Assertion "woken == 1" failed at sem.c:171 in `sem_signal'

If you have any questions on programming, this is the place to ask them, whether you're a newbie or an experienced programmer. Discussion on programming in general is also welcome. We will help you with programming homework, but we will not do your work for you! Any porting requests must be made in Developmental Ideas.
Post Reply
User avatar
Corbin
DC Developer
DC Developer
Posts: 121
https://www.artistsworkshop.eu/meble-kuchenne-na-wymiar-warszawa-gdzie-zamowic/
Joined: Fri Dec 14, 2007 1:56 am
Location: California
Has thanked: 0
Been thanked: 0

Assertion "woken == 1" failed at sem.c:171 in `sem_signal'

Post by Corbin »

Hey guys,

Anyone else get this error? I seem to get it randomly while testing one of our games,
and I'm not sure what it's linked to. The only thing I can think of is that maybe it's a thread/
timer issue with one of the modules in the engine, but it doesn't give me much to go off of,
even as I use the terminal to view debugging info. Maybe one thread is running over another
or something, or maybe the program is too impatient. This doesn't happen on the PC port so
I'm assuming it's something to do with KOS and how our port interacts with it.

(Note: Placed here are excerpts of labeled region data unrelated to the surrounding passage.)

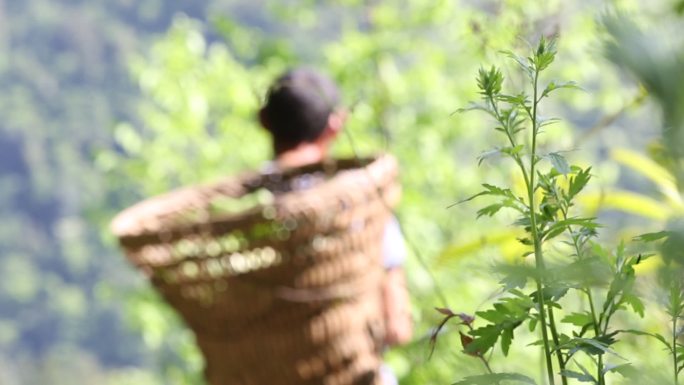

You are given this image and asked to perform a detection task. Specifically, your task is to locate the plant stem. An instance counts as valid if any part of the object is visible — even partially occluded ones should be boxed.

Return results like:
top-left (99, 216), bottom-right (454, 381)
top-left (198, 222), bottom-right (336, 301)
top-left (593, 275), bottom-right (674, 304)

top-left (527, 70), bottom-right (556, 385)
top-left (672, 314), bottom-right (679, 385)
top-left (561, 207), bottom-right (606, 385)
top-left (549, 306), bottom-right (568, 385)
top-left (575, 288), bottom-right (606, 385)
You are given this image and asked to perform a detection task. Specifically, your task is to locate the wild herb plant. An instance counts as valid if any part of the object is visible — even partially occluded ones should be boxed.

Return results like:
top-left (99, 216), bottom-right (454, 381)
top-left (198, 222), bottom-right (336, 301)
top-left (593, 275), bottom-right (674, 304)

top-left (432, 38), bottom-right (647, 385)
top-left (603, 13), bottom-right (684, 385)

Any tips? I maybe thought of getting rid of that assertion in the following bolded KOS code:

/* Is there anyone waiting? If so, pass off to them */
else if(sm->count < 0)
{
woken = genwait_wake_cnt(sm, 1, 0);
assert(woken == 1);
sm->count++;
}

else
{
/* No one is waiting, so just add another tick */
sm->count++;
}
}

Maybe commenting that assertion out and replacing it with
a while or something (equivalent to sem_trywait), or something
to that effect. I get the feeling the program is moving too fast
for whatever is happening.

For reference, here's the last few lines of our Debug output:
glTexImage2D[211]: 64x64 & 3 BPP @0x8c6c6288
LoadImageOGL: Loading "ANIM1"
glTexImage2D[212]: 64x64 & 3 BPP @0x8c6c6288
LoadImageOGL: Loading "STARTAN2"
glTexImage2D[213]: 16x16 & 4 BPP @0x8c6b4970
W_PrecacheModels()
RGL_PreCacheSky()

Ticker: 190 secs

Ticker: 200 secs

Ticker: 200 secs

Ticker: 210 secs
M_SaveDefaults:
config file written
VMUFS: vmu_unlink on invalid path '/a1/dc3dge.cfg'
Config saved to dc3dge.cfg

*** ASSERTION FAILURE ***
Assertion "woken == 1" failed at sem.c:171 in `sem_signal'

mutex_lock: called inside interrupt
arch: shutting down kernel
maple: final stats -- device count = 2, vbl_cntr = 13471, dma_cntr = 13469
vid_set_mode: 640x480 NTSC
mutex_lock: called inside interrupt
mutex_lock: called inside interrupt
mutex_lock: called inside interrupt
mutex_lock: called inside interrupt
mutex_lock: called inside interrupt
mutex_lock: called inside interrupt

Process returned 0 (0x0) execution time : 227.415 s
Press any key to continue.
I am using dcload/dctool, but I am only executing the .ELF from dctool, while the
game data/etc is done on the disc itself. I briefly thought that maybe this is happening
because it's still constantly pinging the router and might get hung up somehow.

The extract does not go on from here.